Media reports this morning say Bush is casting about for ideas on how to stop the looming recession. That he has no ideas of his own is suggestive. Likely we'll here more of the same: tax cuts for the wealthy and for rich corporations, etc. etc. etc.
But he then did something that makes no sense whatsoever.
While recession looms, Bush is ordering states to curtail plans to expand Medicaid coverage to working families.
White House spokesperson Tony Fratto: “This policy demonstrates the president’s compassion.” What? Fratto used this phony claim to cover for the Bush administration's ideological commitment to helping private insurance companies get richer.
Now is the time for expanding health care coverage for working families. The unemployment rate has risen about one-half point over the last six months to 5% last month. The foreclosure crisis has sparked even more serious financial problems and will likely reverberate through the economy with more layoffs in related industries.
Now is the time to help working families who, if they don't already have a hard time paying for inadequate private insurance, soon will see a big financial crunch in their pocketbooks and savings accounts.

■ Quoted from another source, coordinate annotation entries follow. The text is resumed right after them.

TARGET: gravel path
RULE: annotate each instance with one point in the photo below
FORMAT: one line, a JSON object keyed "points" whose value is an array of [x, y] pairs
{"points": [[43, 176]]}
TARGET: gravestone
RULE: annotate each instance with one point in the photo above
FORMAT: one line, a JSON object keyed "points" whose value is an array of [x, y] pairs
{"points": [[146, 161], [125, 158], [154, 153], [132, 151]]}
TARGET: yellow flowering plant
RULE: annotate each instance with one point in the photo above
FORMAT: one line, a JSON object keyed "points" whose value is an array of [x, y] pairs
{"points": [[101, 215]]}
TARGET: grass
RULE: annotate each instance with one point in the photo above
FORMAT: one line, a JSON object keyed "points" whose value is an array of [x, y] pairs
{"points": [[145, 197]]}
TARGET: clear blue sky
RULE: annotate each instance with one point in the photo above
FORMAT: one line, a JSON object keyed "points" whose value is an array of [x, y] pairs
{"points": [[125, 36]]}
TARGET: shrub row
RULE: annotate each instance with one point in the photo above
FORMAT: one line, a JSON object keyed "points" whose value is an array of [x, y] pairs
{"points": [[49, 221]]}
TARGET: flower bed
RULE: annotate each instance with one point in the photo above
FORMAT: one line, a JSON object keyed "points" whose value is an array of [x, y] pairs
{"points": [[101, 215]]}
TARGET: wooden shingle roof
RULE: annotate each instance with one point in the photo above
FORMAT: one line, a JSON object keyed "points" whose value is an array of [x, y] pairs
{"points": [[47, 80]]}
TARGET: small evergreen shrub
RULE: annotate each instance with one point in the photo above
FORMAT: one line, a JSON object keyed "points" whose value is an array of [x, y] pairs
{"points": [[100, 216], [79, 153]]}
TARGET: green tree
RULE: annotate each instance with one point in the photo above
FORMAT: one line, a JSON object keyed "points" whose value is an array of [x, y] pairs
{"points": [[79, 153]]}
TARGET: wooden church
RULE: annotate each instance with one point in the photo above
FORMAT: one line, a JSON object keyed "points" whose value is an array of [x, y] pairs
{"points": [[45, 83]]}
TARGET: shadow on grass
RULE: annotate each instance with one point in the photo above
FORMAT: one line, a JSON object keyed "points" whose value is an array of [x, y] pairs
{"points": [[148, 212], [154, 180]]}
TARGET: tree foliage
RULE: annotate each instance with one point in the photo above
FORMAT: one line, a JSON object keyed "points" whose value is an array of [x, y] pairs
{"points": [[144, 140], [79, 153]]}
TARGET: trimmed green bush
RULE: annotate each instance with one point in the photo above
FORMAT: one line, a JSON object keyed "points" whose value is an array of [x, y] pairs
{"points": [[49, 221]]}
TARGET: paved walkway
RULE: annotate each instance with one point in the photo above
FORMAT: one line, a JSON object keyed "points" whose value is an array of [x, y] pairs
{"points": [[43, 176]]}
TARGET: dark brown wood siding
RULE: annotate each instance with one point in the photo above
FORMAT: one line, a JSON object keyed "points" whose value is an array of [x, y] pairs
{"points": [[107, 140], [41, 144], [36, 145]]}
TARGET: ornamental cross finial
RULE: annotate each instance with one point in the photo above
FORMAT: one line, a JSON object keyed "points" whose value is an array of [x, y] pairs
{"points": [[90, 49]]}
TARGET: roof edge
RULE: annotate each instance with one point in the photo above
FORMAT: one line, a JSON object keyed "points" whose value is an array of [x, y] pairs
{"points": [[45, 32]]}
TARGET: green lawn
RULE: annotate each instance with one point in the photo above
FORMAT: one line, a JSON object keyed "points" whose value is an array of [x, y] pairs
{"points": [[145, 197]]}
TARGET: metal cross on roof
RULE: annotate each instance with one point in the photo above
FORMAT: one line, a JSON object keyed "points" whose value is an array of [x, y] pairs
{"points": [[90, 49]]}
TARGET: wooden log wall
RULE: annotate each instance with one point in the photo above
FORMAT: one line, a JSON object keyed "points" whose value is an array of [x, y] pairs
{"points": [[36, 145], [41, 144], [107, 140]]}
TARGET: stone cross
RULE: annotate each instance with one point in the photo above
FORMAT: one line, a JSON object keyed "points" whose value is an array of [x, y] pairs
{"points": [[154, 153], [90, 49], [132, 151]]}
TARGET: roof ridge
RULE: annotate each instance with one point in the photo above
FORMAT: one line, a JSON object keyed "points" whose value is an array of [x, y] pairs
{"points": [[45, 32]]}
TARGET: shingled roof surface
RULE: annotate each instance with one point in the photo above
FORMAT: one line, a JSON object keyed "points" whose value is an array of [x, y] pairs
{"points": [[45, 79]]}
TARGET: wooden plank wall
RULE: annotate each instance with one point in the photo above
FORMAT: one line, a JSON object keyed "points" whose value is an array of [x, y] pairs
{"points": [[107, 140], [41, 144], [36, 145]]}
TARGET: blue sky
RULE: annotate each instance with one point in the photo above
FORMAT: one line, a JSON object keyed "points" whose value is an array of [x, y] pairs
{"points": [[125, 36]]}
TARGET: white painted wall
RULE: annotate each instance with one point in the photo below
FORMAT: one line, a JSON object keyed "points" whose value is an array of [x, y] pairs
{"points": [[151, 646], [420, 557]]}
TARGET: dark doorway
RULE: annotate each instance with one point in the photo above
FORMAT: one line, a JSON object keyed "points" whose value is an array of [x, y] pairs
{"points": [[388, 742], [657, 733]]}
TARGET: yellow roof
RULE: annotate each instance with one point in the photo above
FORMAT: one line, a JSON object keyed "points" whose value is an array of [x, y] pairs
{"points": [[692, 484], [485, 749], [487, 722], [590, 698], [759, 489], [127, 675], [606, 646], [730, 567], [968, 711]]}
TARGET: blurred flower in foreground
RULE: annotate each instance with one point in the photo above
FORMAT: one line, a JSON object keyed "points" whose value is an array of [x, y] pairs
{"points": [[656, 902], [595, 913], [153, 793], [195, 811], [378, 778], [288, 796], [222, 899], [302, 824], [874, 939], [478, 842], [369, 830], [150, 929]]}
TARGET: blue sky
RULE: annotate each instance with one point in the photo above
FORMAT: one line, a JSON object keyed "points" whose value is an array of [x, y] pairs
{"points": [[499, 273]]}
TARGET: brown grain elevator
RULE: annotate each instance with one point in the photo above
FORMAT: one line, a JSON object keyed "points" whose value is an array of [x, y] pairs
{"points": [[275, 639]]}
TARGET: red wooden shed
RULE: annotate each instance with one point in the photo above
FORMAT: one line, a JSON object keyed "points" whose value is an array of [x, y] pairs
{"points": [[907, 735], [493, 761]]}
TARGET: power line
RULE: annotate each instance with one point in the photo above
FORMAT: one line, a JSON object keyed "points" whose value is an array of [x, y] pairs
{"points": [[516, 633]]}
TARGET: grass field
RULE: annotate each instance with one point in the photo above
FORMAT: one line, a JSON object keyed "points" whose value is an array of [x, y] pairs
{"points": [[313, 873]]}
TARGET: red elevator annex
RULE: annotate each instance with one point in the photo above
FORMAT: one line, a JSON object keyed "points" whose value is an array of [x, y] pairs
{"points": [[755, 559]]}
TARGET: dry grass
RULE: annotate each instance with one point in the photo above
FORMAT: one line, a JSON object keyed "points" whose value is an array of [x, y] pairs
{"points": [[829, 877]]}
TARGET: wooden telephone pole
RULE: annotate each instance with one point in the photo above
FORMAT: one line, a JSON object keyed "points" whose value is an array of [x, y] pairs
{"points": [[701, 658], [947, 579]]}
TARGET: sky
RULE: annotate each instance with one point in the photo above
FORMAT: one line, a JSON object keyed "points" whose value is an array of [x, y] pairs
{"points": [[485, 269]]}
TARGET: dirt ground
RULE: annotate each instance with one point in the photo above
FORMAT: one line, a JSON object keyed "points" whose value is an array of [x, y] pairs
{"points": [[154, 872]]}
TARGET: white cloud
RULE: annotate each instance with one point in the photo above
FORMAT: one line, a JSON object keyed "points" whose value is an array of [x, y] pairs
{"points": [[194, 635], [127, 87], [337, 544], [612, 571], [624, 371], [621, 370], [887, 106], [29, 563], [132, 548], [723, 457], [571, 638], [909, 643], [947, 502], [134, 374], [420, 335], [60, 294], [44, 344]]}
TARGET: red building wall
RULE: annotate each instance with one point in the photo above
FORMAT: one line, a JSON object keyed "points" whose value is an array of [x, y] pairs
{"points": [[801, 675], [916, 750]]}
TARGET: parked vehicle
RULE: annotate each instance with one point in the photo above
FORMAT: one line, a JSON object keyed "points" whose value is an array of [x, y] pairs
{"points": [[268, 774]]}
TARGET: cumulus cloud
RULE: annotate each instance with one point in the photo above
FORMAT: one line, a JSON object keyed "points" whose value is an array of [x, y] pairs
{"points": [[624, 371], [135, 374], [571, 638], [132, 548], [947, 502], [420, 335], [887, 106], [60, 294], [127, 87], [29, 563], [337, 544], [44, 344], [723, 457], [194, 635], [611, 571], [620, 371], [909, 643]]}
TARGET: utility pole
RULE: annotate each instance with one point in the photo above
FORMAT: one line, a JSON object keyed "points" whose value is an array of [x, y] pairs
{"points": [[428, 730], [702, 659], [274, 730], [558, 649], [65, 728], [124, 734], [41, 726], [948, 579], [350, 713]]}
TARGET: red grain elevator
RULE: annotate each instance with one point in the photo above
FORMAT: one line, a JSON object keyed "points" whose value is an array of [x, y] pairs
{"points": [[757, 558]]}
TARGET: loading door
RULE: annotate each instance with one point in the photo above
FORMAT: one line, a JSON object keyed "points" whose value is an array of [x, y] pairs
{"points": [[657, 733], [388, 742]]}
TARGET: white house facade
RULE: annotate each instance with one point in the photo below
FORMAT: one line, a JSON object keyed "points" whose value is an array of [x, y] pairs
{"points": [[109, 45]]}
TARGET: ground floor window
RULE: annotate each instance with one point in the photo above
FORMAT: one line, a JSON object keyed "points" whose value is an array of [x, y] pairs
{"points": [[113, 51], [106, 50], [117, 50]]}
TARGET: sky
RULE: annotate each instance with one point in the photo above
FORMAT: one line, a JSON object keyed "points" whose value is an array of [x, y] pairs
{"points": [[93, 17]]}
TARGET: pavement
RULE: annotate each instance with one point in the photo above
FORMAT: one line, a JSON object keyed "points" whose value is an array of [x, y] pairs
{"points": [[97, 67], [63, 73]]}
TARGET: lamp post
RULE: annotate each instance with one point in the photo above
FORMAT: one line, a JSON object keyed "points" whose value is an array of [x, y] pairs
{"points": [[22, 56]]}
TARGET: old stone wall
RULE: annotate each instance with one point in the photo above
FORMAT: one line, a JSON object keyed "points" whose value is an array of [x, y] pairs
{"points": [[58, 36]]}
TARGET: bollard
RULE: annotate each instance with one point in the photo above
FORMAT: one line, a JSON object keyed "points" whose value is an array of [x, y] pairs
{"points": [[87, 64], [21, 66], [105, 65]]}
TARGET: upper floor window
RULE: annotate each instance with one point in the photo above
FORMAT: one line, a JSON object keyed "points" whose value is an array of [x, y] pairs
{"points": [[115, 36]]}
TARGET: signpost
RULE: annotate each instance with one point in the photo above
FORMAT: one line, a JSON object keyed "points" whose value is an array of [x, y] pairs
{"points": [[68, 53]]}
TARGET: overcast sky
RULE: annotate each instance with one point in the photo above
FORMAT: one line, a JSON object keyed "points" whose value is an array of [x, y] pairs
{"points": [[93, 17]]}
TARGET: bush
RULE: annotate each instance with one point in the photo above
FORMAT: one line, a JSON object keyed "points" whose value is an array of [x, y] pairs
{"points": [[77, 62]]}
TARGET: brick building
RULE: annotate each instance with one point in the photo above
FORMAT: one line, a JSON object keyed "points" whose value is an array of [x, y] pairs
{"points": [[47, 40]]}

What is Bush thinking? This is compassionate? It is similar to his veto of two S-CHIP bills that would have helped cover an additional 4 million uninsured children.
Bush's actions aren't motivated by compassion. In fact, the perverse ideological obsession with big profits for big insurance companies is the very thing more than 236,000 people voted against in Iowa last night.
Bush's Medicaid crunch is the sort of typical Bush-ism that will send a wave of people to polls on Nov. 4th to end 8 long years of ultra-right, anti-people policies that serve as the planks of the Republican Party's platform and the hot air of its ideology.